Will man sich mit einem unbekannten Ort oder Gebiet beschäftigen, so ist meist der erste Ansatzpunkt, sich auf einer Karte den Überblick zu verschaffen und sich zu orientieren. In der Realität jedoch funktioniert die Wahrnehmung eines Ortes, in den man sich zum ersten Mal begibt, anders: Sie setzt sich aus einer Reihe zeitlich aufeinanderfolgender Eindrücke zusammen. Die beschriebene Art der Wahrnehmung eines unbekannten Raumes soll im Projekt "Wahrnehmung eines fremden Ortes" thematisiert und sichtbar gemacht werden. Das Projekt wird durchgeführt von Barbara Hlali mit einem Kunstkurs für Kinder und Jugendliche des Museums am Ostwall.

 

VideoDie Teilnehmenden sind zwischen 9 und 15 Jahre alt. Sie kennen den Stadtteil kaum oder gar nicht. Die Gruppe wird sich vom Museum am Ostwall zum Dortmunder U begeben und von dort aus in den Stadtteil Westend weiterziehen. Auf künstlerisch-kreative Weise werden die Eindrücke festgehalten, die zu einer Charakterisierung des Stadtteils Westend verbunden werden können. Die Jugendlichen werden zu ihren Eindrücken fotografieren, zeichnen, filmen und texten.

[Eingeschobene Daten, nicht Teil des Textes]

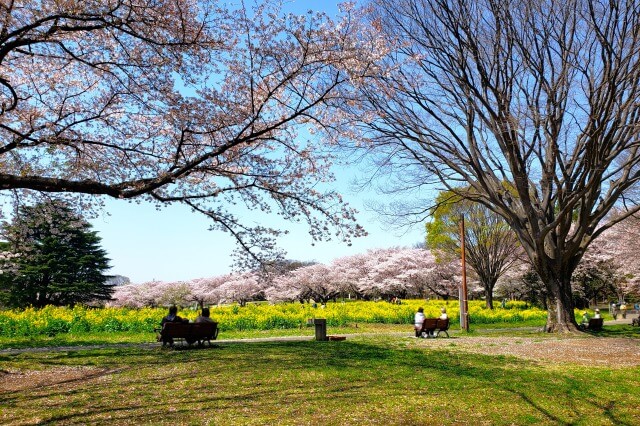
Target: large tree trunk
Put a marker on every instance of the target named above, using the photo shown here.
(560, 314)
(488, 293)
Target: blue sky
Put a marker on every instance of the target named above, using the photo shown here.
(175, 244)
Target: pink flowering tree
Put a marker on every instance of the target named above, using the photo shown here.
(242, 288)
(315, 282)
(178, 101)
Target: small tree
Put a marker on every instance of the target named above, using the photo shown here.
(491, 246)
(57, 259)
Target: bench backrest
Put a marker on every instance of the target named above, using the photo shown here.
(595, 323)
(429, 324)
(443, 324)
(185, 330)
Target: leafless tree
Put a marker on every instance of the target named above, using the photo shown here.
(533, 105)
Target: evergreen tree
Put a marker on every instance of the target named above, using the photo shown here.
(52, 257)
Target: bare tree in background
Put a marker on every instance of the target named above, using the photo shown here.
(176, 101)
(533, 105)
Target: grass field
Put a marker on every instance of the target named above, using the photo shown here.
(382, 378)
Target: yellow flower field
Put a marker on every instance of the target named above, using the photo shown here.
(260, 316)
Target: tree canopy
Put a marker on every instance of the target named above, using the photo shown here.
(491, 246)
(177, 101)
(52, 257)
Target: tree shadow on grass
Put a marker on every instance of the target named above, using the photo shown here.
(173, 383)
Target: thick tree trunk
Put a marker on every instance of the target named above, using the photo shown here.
(488, 293)
(560, 314)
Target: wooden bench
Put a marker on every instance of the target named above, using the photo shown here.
(190, 333)
(430, 325)
(595, 324)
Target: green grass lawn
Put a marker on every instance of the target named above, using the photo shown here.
(367, 379)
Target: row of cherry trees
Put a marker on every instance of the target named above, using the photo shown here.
(608, 271)
(383, 273)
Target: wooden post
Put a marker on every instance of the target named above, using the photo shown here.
(464, 306)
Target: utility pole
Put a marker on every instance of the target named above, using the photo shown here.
(464, 306)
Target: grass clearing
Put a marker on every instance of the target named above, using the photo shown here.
(384, 379)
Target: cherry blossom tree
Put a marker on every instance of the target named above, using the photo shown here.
(532, 105)
(492, 248)
(315, 282)
(242, 288)
(177, 101)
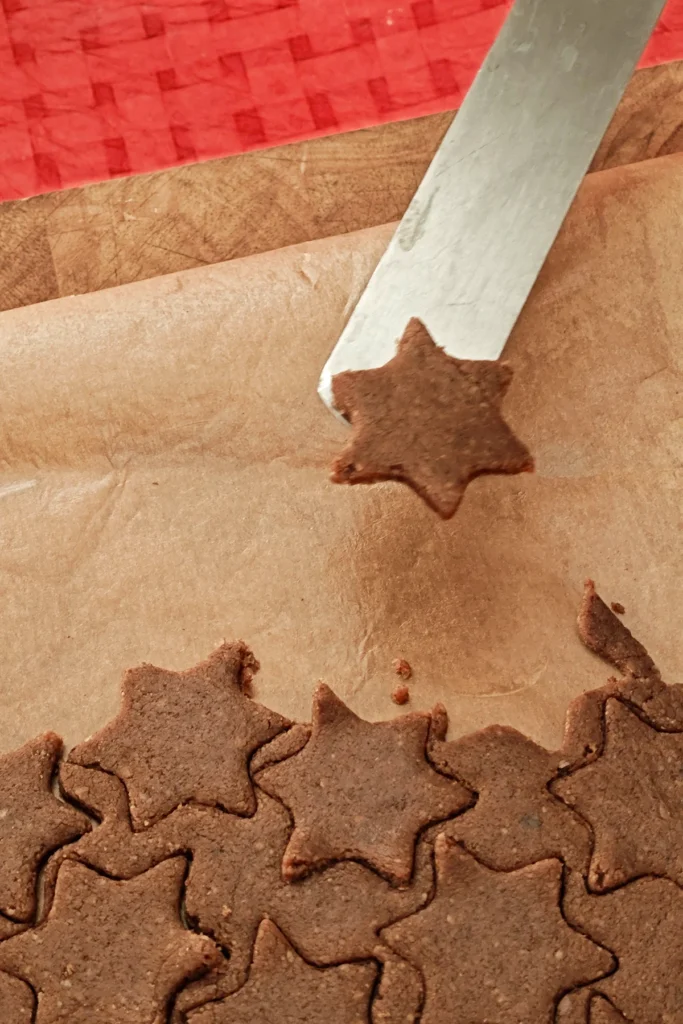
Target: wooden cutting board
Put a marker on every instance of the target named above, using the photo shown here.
(133, 228)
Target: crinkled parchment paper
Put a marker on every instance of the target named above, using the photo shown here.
(163, 485)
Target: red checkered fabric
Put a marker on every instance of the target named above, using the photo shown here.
(93, 89)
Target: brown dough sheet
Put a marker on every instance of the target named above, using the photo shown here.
(632, 798)
(519, 952)
(279, 977)
(33, 822)
(516, 820)
(642, 924)
(110, 950)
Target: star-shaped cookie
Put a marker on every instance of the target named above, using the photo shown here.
(510, 953)
(110, 950)
(632, 798)
(284, 987)
(228, 899)
(33, 821)
(642, 924)
(428, 420)
(184, 736)
(360, 791)
(515, 820)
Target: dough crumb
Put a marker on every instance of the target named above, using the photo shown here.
(402, 668)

So werden die Charakteristik des Stadtteils, die Atmosphäre, Auffälligkeiten, kleine Besonderheiten und Begegnungen mit anderen Menschen festgehalten.

 

Die unterschiedlichen gestalterischen Produkte (Zeichnungen, Frottagen, Fotos, Videosequenzen und Texte) werden schließlich zu einem Video zusammengefasst. Die verschiedenen Blickwinkel und Fokusse der Teilnehmenden werden zu einer Gesamtansicht auf den Stadtteil zusammengefügt. Das Medium Video erlaubt es außerdem, die zeitliche Abfolge von Eindrücken wiederzugeben.